Diese CD kann ich nur begrüßen: Guten Tag, liebe CD!

Okay, ich kann sie doch nicht nur begrüßen, sondern auch loben, was sie wirklich verdient hat. Wenn man sich beim Hören öfters an Änglagard erinnert fühlt, dann gibts gute Gründe dafür. Der häufige Kontrast zwischen leisen und lauten Passagen, der Hang zum Mellotron, eine gewisse sanfte Schwermut, die klassische Ausgereiftheit, die das Ganze ausstrahlt, die Linien, in denen die Instrumente manchmal geführt werden - man findet so einige Parallelen (übrigens wohl auch zu Schicke, Führs, Fröhling).

Es gibt also eine Menge Rückwärtsbezüge auf dem Album, teilweise direkt zurück in die 70er, teilweise mittelbar über die 90er, die ja inzwischen ebenfalls ganz schön lange her sind.

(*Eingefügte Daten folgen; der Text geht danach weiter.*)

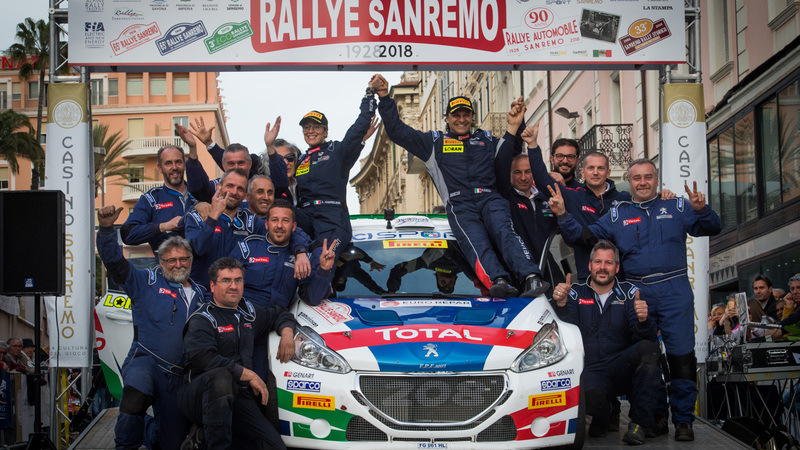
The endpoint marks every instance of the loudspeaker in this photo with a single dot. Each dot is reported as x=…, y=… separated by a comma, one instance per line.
x=748, y=430
x=32, y=247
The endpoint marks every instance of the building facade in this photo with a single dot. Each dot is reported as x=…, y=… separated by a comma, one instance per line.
x=750, y=61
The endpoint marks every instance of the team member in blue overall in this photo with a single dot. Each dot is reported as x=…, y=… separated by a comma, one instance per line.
x=162, y=299
x=159, y=212
x=322, y=174
x=221, y=388
x=235, y=156
x=531, y=215
x=586, y=203
x=651, y=236
x=619, y=341
x=461, y=165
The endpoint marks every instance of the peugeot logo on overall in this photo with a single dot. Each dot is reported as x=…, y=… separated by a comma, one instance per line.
x=431, y=348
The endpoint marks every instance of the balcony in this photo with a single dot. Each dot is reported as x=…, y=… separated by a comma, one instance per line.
x=613, y=140
x=147, y=147
x=132, y=191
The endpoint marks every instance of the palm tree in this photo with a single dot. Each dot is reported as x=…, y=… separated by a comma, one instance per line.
x=17, y=141
x=111, y=165
x=32, y=50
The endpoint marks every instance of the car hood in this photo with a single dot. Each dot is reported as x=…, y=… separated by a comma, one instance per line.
x=427, y=335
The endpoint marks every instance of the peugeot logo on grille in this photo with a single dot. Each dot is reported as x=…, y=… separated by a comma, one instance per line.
x=431, y=348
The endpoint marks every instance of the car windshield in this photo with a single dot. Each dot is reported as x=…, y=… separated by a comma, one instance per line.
x=404, y=268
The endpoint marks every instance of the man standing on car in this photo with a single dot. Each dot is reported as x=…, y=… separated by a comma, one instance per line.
x=461, y=165
x=158, y=213
x=218, y=356
x=162, y=299
x=650, y=234
x=619, y=340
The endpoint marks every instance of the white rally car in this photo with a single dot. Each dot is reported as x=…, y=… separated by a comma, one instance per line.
x=411, y=354
x=414, y=356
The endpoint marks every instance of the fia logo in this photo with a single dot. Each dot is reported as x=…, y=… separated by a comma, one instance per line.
x=431, y=348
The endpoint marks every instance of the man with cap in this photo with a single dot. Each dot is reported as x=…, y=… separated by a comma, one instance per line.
x=461, y=165
x=322, y=174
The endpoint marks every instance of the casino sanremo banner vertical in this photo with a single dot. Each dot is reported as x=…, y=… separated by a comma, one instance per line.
x=683, y=161
x=251, y=34
x=67, y=169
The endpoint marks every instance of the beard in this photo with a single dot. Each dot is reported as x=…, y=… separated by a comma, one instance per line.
x=177, y=275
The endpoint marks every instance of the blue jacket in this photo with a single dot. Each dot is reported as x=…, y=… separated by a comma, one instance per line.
x=160, y=308
x=269, y=273
x=322, y=172
x=460, y=166
x=212, y=239
x=650, y=236
x=155, y=206
x=610, y=330
x=199, y=185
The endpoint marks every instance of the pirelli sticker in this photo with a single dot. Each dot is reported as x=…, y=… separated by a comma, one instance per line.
x=308, y=401
x=415, y=243
x=117, y=301
x=453, y=146
x=547, y=400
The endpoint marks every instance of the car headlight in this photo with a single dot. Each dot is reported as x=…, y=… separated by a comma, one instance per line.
x=310, y=351
x=546, y=349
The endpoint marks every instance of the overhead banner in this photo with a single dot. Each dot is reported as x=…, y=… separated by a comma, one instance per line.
x=67, y=164
x=252, y=34
x=683, y=161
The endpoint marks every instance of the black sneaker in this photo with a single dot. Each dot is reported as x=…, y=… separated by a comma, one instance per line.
x=684, y=432
x=634, y=435
x=597, y=429
x=661, y=428
x=501, y=289
x=534, y=286
x=195, y=440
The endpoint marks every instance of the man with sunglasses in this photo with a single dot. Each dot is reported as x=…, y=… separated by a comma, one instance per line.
x=162, y=299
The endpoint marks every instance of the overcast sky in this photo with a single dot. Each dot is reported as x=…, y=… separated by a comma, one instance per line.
x=252, y=99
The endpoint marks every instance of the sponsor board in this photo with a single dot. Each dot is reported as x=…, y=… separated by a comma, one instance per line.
x=415, y=243
x=547, y=400
x=308, y=401
x=425, y=303
x=333, y=312
x=556, y=385
x=303, y=385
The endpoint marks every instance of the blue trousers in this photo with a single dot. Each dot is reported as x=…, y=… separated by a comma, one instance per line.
x=671, y=304
x=479, y=224
x=634, y=372
x=147, y=384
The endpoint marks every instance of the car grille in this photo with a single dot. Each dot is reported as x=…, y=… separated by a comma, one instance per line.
x=435, y=399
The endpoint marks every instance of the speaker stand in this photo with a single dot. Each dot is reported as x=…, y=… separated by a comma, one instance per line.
x=38, y=439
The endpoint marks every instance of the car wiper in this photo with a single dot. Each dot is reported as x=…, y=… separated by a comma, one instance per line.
x=423, y=295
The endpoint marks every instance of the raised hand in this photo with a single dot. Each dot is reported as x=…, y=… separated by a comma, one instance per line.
x=697, y=199
x=270, y=134
x=556, y=201
x=201, y=132
x=107, y=215
x=531, y=135
x=326, y=258
x=640, y=306
x=373, y=127
x=561, y=291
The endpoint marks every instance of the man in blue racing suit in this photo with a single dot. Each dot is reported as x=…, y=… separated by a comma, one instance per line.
x=650, y=234
x=461, y=165
x=162, y=299
x=619, y=341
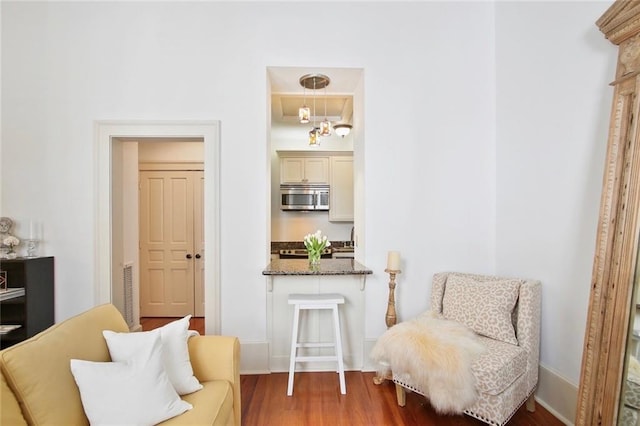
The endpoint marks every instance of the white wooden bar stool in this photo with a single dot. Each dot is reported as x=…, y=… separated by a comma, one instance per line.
x=309, y=302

Und man könnte deshalb vielleicht auch einfach sagen: Das ist die Platte, die Wobbler bislang noch nicht zustande gekriegt haben.

Diablo ist ein Album, das "schön" klingt, obwohl es mit relativ viel "schrägen" Klängen angereichert wurde. Die Musik ist keine Rechenaufgabe, sie fühlt sich gut an, aber sie befriedigt auch das Verlangen nach ein paar neuen Ideen. Wunderbar finde ich außerdem, dass das Ganze nicht durch irgendeinen suboptimalen Gesang verhunzt wurde.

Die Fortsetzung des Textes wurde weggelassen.